Features are declared as an enum, and carry their own @Require annotation to determine which features are tested by which test cases. Most of this class is boilerplate setting, typed accordingly. The only interesting bit is the enum constants that you declare, and their implied features (passed as enum constructor arguments), which can be arbitrarily nested. See CalculatorFeature for the rest of the boilerplate.

public enum CalculatorFeature implements Feature<Calculator> {
  POSITIVE_NUMBERS,
  NEGATIVE_NUMBERS,
  ANY_SIGN(NEGATIVE_NUMBERS, POSITIVE_NUMBERS),

  INTEGER_PARAMETERS,
  FLOATING_POINT_PARAMETERS,
  ANY_TYPE(INTEGER_PARAMETERS, FLOATING_POINT_PARAMETERS),

  GENERAL_PURPOSE(ANY_SIGN, ANY_TYPE),
  ;

  /* snip boilerplate */
}

Then, for example, a test case is annotated thus:

@Require({CalculatorFeature.NEGATIVE_NUMBERS, CalculatorFeature.INTEGER_PARAMETERS})
public void testMinusOnePlusMinusOne() {
  Number result = getSubjectGenerator().createTestSubject().add(-1, -1);
  assertEqualsExact(result, -2);
}

and the test suites are constructed declaring the features implemented by each implementation.

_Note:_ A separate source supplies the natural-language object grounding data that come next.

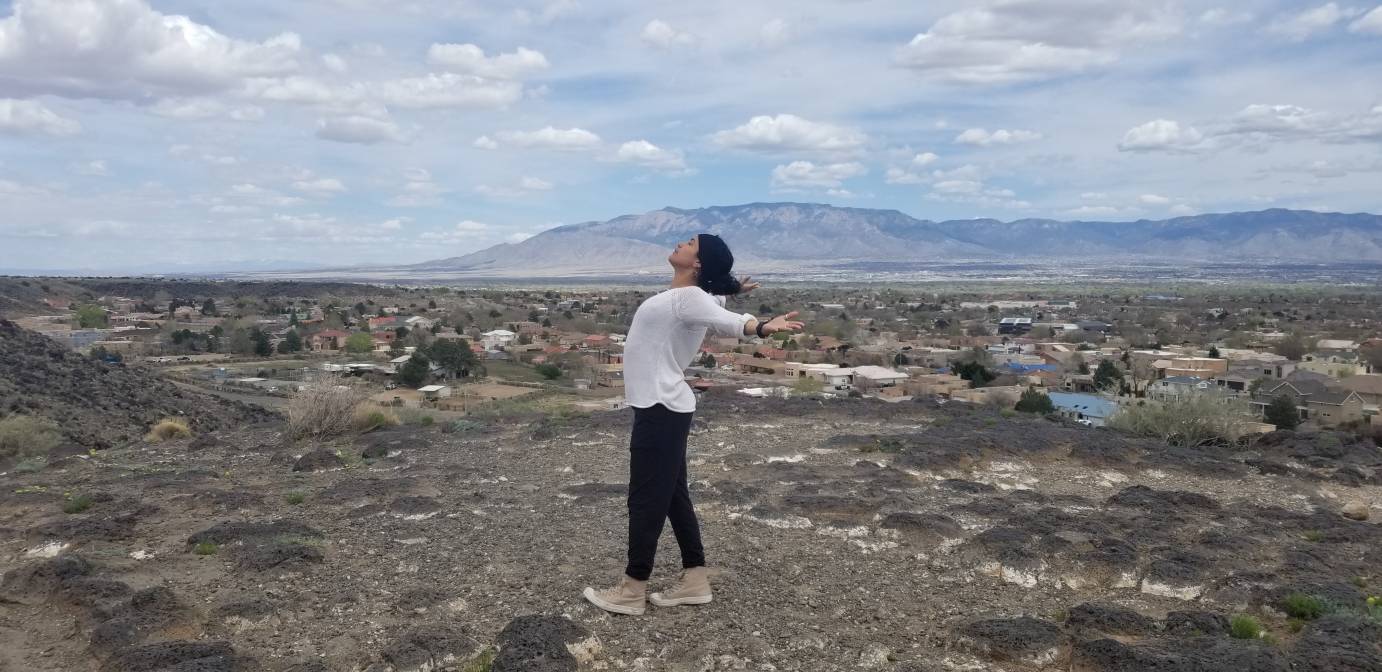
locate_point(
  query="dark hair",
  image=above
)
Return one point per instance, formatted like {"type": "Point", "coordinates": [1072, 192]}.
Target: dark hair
{"type": "Point", "coordinates": [716, 266]}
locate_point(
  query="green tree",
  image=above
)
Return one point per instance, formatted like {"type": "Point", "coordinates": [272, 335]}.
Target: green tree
{"type": "Point", "coordinates": [91, 317]}
{"type": "Point", "coordinates": [261, 344]}
{"type": "Point", "coordinates": [1034, 401]}
{"type": "Point", "coordinates": [1107, 375]}
{"type": "Point", "coordinates": [453, 356]}
{"type": "Point", "coordinates": [1283, 412]}
{"type": "Point", "coordinates": [360, 343]}
{"type": "Point", "coordinates": [415, 371]}
{"type": "Point", "coordinates": [290, 343]}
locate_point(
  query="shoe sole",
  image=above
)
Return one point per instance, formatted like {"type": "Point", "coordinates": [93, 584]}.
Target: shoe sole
{"type": "Point", "coordinates": [662, 602]}
{"type": "Point", "coordinates": [618, 609]}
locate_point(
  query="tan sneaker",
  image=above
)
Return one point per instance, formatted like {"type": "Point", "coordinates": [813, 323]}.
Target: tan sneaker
{"type": "Point", "coordinates": [694, 588]}
{"type": "Point", "coordinates": [625, 598]}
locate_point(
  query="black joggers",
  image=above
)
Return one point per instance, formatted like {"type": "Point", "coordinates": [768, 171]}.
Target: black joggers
{"type": "Point", "coordinates": [658, 488]}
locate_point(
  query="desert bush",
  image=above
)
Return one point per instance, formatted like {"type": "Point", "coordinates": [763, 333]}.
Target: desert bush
{"type": "Point", "coordinates": [372, 416]}
{"type": "Point", "coordinates": [166, 430]}
{"type": "Point", "coordinates": [1198, 419]}
{"type": "Point", "coordinates": [322, 411]}
{"type": "Point", "coordinates": [28, 436]}
{"type": "Point", "coordinates": [1244, 627]}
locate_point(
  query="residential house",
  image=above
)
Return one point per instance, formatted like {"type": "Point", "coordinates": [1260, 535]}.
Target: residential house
{"type": "Point", "coordinates": [1334, 408]}
{"type": "Point", "coordinates": [498, 338]}
{"type": "Point", "coordinates": [1367, 386]}
{"type": "Point", "coordinates": [1084, 407]}
{"type": "Point", "coordinates": [329, 339]}
{"type": "Point", "coordinates": [1015, 325]}
{"type": "Point", "coordinates": [1334, 364]}
{"type": "Point", "coordinates": [1179, 387]}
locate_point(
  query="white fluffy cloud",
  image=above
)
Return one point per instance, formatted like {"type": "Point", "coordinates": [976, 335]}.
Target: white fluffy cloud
{"type": "Point", "coordinates": [659, 33]}
{"type": "Point", "coordinates": [1161, 136]}
{"type": "Point", "coordinates": [1371, 22]}
{"type": "Point", "coordinates": [806, 174]}
{"type": "Point", "coordinates": [33, 118]}
{"type": "Point", "coordinates": [1019, 40]}
{"type": "Point", "coordinates": [568, 140]}
{"type": "Point", "coordinates": [362, 130]}
{"type": "Point", "coordinates": [471, 60]}
{"type": "Point", "coordinates": [650, 155]}
{"type": "Point", "coordinates": [983, 137]}
{"type": "Point", "coordinates": [791, 133]}
{"type": "Point", "coordinates": [125, 49]}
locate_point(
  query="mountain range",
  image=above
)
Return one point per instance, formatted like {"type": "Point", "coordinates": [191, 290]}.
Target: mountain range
{"type": "Point", "coordinates": [777, 237]}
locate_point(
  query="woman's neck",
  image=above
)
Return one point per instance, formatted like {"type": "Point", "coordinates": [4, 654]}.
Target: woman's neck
{"type": "Point", "coordinates": [683, 278]}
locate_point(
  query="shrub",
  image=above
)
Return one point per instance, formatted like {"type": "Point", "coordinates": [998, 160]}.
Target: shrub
{"type": "Point", "coordinates": [1305, 607]}
{"type": "Point", "coordinates": [167, 429]}
{"type": "Point", "coordinates": [28, 436]}
{"type": "Point", "coordinates": [322, 411]}
{"type": "Point", "coordinates": [1244, 627]}
{"type": "Point", "coordinates": [1198, 419]}
{"type": "Point", "coordinates": [76, 504]}
{"type": "Point", "coordinates": [372, 416]}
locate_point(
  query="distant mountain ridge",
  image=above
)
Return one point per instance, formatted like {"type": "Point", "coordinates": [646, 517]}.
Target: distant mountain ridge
{"type": "Point", "coordinates": [821, 235]}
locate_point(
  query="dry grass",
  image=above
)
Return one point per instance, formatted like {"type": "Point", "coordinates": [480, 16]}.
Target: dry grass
{"type": "Point", "coordinates": [28, 436]}
{"type": "Point", "coordinates": [372, 416]}
{"type": "Point", "coordinates": [324, 411]}
{"type": "Point", "coordinates": [166, 430]}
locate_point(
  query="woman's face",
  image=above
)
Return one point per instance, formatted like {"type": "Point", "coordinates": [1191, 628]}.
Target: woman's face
{"type": "Point", "coordinates": [687, 253]}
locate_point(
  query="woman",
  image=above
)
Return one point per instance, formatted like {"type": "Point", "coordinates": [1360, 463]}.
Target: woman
{"type": "Point", "coordinates": [664, 338]}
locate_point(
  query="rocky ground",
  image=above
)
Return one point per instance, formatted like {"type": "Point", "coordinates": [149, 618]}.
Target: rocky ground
{"type": "Point", "coordinates": [97, 404]}
{"type": "Point", "coordinates": [845, 535]}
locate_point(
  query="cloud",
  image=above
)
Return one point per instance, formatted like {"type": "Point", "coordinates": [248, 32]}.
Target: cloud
{"type": "Point", "coordinates": [999, 137]}
{"type": "Point", "coordinates": [661, 35]}
{"type": "Point", "coordinates": [448, 90]}
{"type": "Point", "coordinates": [646, 154]}
{"type": "Point", "coordinates": [1020, 40]}
{"type": "Point", "coordinates": [791, 133]}
{"type": "Point", "coordinates": [806, 174]}
{"type": "Point", "coordinates": [361, 130]}
{"type": "Point", "coordinates": [125, 49]}
{"type": "Point", "coordinates": [1302, 25]}
{"type": "Point", "coordinates": [32, 118]}
{"type": "Point", "coordinates": [321, 187]}
{"type": "Point", "coordinates": [1371, 22]}
{"type": "Point", "coordinates": [1161, 136]}
{"type": "Point", "coordinates": [471, 60]}
{"type": "Point", "coordinates": [925, 159]}
{"type": "Point", "coordinates": [568, 140]}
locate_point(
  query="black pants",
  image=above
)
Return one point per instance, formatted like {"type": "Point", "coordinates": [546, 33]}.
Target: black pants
{"type": "Point", "coordinates": [658, 488]}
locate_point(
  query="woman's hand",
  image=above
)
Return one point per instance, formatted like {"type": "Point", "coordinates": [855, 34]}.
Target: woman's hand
{"type": "Point", "coordinates": [784, 324]}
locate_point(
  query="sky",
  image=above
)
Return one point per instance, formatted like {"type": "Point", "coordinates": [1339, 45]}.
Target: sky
{"type": "Point", "coordinates": [203, 134]}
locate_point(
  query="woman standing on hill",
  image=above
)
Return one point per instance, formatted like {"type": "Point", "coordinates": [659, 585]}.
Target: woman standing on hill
{"type": "Point", "coordinates": [664, 338]}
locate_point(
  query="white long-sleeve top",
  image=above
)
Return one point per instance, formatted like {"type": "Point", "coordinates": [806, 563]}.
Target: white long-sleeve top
{"type": "Point", "coordinates": [664, 338]}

This one will generate a test suite that won’t include the above test, for example.

suite.addTest(CalculatorTestSuiteBuilder.using(new CalculatorTestSubjectGenerator() {
    @Override public Calculator createTestSubject() {
      return new PositiveIntegerCalculator();
    }})
  .named("PositiveIntegerCalculator")
  .withFeatures(CalculatorFeature.INTEGER_PARAMETERS, CalculatorFeature.POSITIVE_NUMBERS)
  .createTestSuite());

Note you can also annotate tests to run only if the feature is not implemented by a specific test subject, using @Require(absent=CalculatorFeature.NEGATIVE_NUMBERS), for example.